Au-delà de ce genre d’affaires alignées sur le Projet 2025, ce mandat de la Cour suprême verra, une fois de plus, les juges conservateurs rendre les écoles dangereuses pour les enfants mais sûres pour les tireurs de masse, rendre le pays peu accueillant pour les immigrants du Sud, et adopter des positions barbares sur la peine de mort et envoyer des personnes potentiellement innocentes à la mort. Et nonobstant leurs positions sur la peine de mort, les juges conservateurs se déclareront « pro-vie » et reprendront leur assaut contre les droits reproductifs. Au cours du dernier mandat, la Cour s’est penchée sur deux affaires majeures d’avortement, probablement dans le but d’éviter d’enflammer la question avant les élections. Mais vous pouvez parier que ces affaires seront de retour sur le rôle après les élections.
Dans l’affaire FDA c. Alliance pour la médecine hippocratique, la Cour suprême Gouverné qu’un groupe composé de médecins, d’un dentiste et de plusieurs personnes sans aucune formation médicale ni licence n’avait pas qualité pour poursuivre la Food and Drug Administration pour son autorisation du médicament mifépristone pour l’utilisation dans les avortements médicamenteux. Le tribunal a ensuite renvoyé l’affaire au cinquième circuit, au juge Matthew Kacsmaryk, nommé par Trump, qui est celui qui a permis à ces randos assortis d’intenter des poursuites en premier lieu. Maintenant, Kacsmaryk a donné aux responsables de l’État de l’Idaho, du Kansas et du Missouri le droit de se joindre au litige en tant que coplaignants, résolvant potentiellement le problème de la qualité pour agir. La question de savoir si la mifépristone restera légale est encore très en suspens.
La deuxième affaire est Moyle c.

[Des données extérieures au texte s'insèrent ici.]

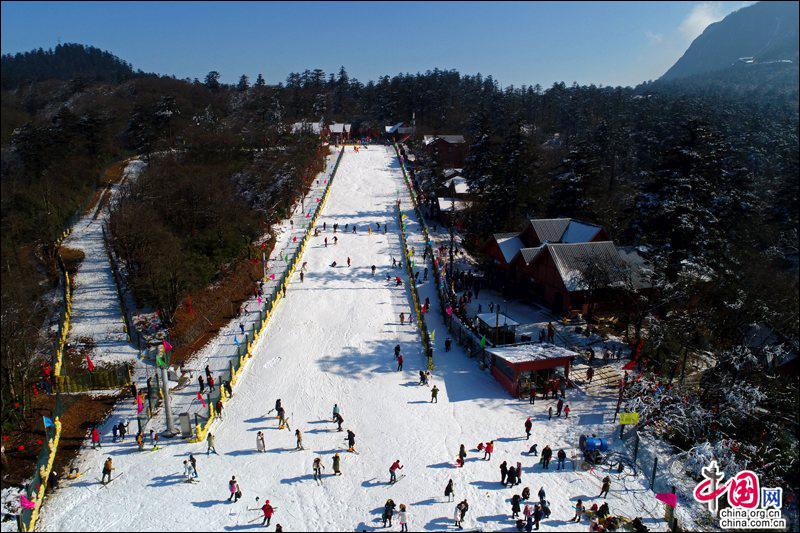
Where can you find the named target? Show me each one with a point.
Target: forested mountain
(65, 62)
(762, 33)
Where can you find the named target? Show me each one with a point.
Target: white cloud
(705, 13)
(654, 38)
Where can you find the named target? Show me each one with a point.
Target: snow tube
(594, 443)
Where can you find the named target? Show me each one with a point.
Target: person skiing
(512, 476)
(108, 466)
(579, 511)
(268, 511)
(393, 471)
(318, 468)
(188, 471)
(95, 438)
(515, 508)
(193, 462)
(233, 487)
(487, 455)
(461, 512)
(605, 488)
(562, 456)
(435, 394)
(388, 512)
(547, 453)
(403, 516)
(210, 444)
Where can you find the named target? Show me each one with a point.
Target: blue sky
(608, 43)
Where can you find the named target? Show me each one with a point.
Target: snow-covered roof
(571, 260)
(490, 319)
(529, 254)
(392, 129)
(459, 184)
(579, 232)
(447, 204)
(338, 127)
(524, 353)
(566, 230)
(509, 244)
(452, 139)
(315, 127)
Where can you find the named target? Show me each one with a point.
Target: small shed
(500, 328)
(519, 366)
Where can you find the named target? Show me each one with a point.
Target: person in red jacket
(487, 454)
(393, 471)
(268, 511)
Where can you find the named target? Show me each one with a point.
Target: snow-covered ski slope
(331, 341)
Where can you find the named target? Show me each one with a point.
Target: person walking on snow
(487, 455)
(393, 471)
(233, 488)
(108, 467)
(562, 456)
(318, 468)
(268, 511)
(448, 491)
(403, 516)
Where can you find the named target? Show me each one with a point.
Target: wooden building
(517, 367)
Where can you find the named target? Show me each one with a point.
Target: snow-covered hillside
(331, 341)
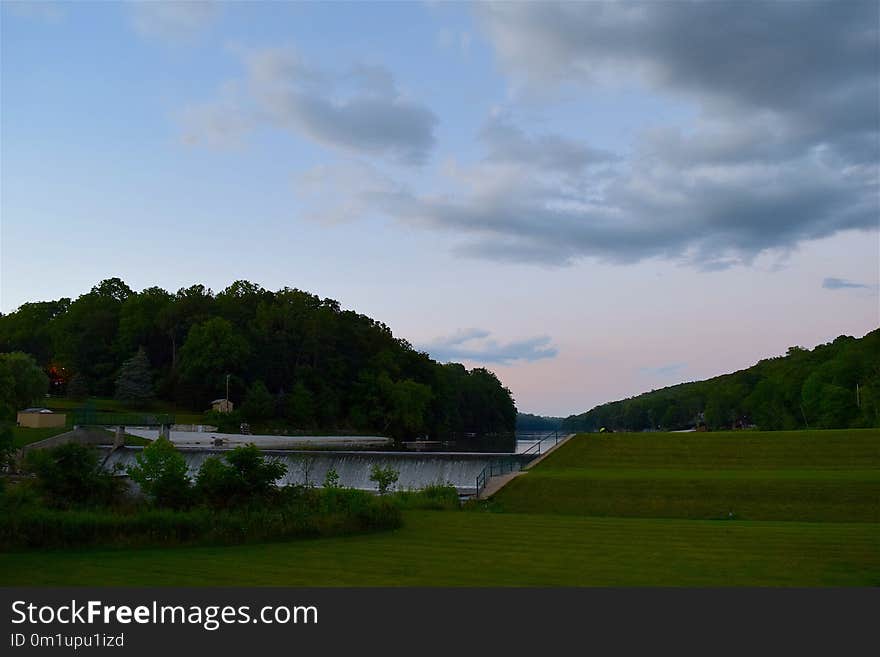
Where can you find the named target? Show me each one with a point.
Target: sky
(591, 199)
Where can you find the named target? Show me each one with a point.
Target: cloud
(50, 12)
(179, 20)
(665, 371)
(786, 146)
(842, 284)
(360, 111)
(477, 345)
(506, 142)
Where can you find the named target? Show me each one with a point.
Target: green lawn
(616, 510)
(455, 548)
(831, 476)
(63, 405)
(22, 436)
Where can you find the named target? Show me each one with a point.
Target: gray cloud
(173, 21)
(478, 346)
(842, 284)
(360, 111)
(786, 147)
(506, 142)
(50, 12)
(671, 369)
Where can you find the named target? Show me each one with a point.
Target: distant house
(40, 418)
(221, 405)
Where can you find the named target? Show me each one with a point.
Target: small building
(40, 418)
(221, 406)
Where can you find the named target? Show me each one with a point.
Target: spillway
(416, 470)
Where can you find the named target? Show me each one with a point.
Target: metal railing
(88, 417)
(535, 450)
(493, 469)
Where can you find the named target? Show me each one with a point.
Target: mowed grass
(22, 436)
(455, 548)
(617, 510)
(827, 476)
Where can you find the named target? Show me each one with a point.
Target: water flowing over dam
(416, 470)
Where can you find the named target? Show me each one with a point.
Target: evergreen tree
(77, 387)
(135, 381)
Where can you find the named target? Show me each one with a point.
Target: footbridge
(498, 473)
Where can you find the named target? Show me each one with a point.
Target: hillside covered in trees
(293, 359)
(835, 385)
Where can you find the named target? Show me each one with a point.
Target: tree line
(292, 358)
(835, 385)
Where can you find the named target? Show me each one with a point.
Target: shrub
(331, 479)
(161, 472)
(245, 477)
(385, 478)
(7, 446)
(304, 514)
(70, 475)
(435, 497)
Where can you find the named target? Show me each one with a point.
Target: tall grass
(303, 513)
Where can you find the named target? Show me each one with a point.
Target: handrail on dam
(88, 417)
(513, 465)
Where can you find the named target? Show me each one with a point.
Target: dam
(416, 470)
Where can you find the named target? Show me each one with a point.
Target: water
(416, 470)
(526, 440)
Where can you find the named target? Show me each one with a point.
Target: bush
(331, 479)
(70, 475)
(304, 513)
(244, 478)
(385, 478)
(161, 473)
(7, 446)
(436, 497)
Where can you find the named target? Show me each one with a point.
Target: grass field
(458, 548)
(820, 476)
(618, 510)
(22, 436)
(64, 405)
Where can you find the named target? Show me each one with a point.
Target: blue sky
(591, 199)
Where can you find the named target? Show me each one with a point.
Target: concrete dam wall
(415, 470)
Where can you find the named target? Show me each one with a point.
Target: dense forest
(294, 360)
(835, 385)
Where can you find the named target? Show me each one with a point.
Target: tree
(134, 383)
(77, 387)
(385, 477)
(71, 475)
(161, 472)
(21, 383)
(7, 447)
(212, 350)
(243, 477)
(299, 406)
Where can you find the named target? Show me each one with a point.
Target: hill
(835, 385)
(812, 476)
(289, 358)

États-Unis. Fin juin, la Cour suprême a rejeté une affaire faisant valoir que la Loi relative aux traitements médicaux d’urgence et au travail actif (EMTALA) ne pouvait pas obliger les hôpitaux à pratiquer des avortements lorsque la vie ou la santé de la future mère est en danger. Une fois de plus, il l’a fait pour des raisons techniques, mais avec une touche d’originalité. Bien que la décision de la Cour ait éludé les questions sous-jacentes de l’affaire, l’accord important de la juge Amy Coney Barrett comprenait quelques conseils aux défenseurs des naissances forcées sur la façon de gagner à l’avenir : modifier l’affaire pour faire valoir que le Congrès ne peut pas exiger des hôpitaux qu’ils suivent EMTALA comme condition pour recevoir des fonds Medicare. Si les challengers saisissent l’allusion, cette affaire pourrait être de retour devant la Cour suprême plus tôt que tard.
La Cour n’a pas encore fini de classer toutes ses affaires pour le mandat, mais son rôle est déjà rempli d’affaires qui couvrent une gamme de domaines importants, ce qui est de mauvais augure pour des millions de personnes.